I never returned to work.
That was in 2021, and now I’m here with a new sense of purpose.
I’d like to say: “So! I sat down with an epic idea, wrote a business plan and followed it through with gusto (taa-dah!)”. But even after a whole year, I still felt deep in the zombie-trenches of early motherhood most days. Monty hadn’t slept for more than two hours in a row.
I adore motherhood and almost every moment it has brought me so far, but I was far from my cognitive best, and launching something felt truly and utterly impossible.
So I parked it.
It in fact took another year and a bit of a ‘false start’ for me to get to the point where I’m launching my business.
My art practice slowly picked up again as I consciously carved out more me time; it took me straight back to those flow-state feelings of my childhood and art college days – free from the reality and responsibility of ‘adulting’. It soon became apparent that this probably could be my new kind of life. So I dared to dream. I followed my gut (even when choices and decisions often felt insurmountable) and worked damn hard to make it happen.

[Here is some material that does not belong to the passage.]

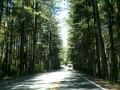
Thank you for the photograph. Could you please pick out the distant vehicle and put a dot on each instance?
(70, 67)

I joined one of Annie Ridout’s coaching programmes with the idea that I really needed to focus. I needed a deadline so I decided to work on launching my debut art collection in just six weeks (the length of the programme).
I love creating – this goes without saying – but there are just so many other elements of a business and a business launch felt overwhelming and confusing to me. Added to the sleep deprivation of the past two years, my confidence had hit an all time low.
But Annie pulled me up – high above my own self-sabotaging thoughts – and hovering gently there, I could really ‘see’ it all. It was crystal clear. I believed it was all possible. And it was kind of magical.
My new collection Foremost Fragments (2021) is a small debut collection of fifteen bespoke tapestry artworks. An in-depth 12-month exploration into re-cycled textiles, composition, colour layering, texture and stitch. Presented are 15 visual stories exploring the chaos and emotional intricacies of our journeys as humans – the stories of our lives that make us, connect us and make us all vulnerable, amazing and human. Many of the stories I have taken from my own journey through early motherhood, but my stories, your stories, our stories – they are all there.
I still have massive fears; of change, of putting myself out there and I still have a regular nagging doubt about how the [design] industry might forget me. I worry that me baulking from the status quo means I’ll have some big professional regrets down the line; that I’ll somehow become overnight unemployable for following my mothering instincts. It’s a shame, but this stuff is still so real.
Nevertheless, I feel like I’m standing on the edge of a precipice and it feels utterly exhilarating. I guess I will either fall, or fly. I’m usually an optimistic person – unless my anxiety has a full choke hold on me – so I hope to soar. I hope people will connect to me, my story and my work, because without connection and stories, art is just ‘stuff’ and I’m not interested in just making ‘stuff’ anymore.
And then I hope to create discussion and dialogue, to open hearts and minds and packets of biscuits with cups of tea. And of course I hope for there to be many more collections.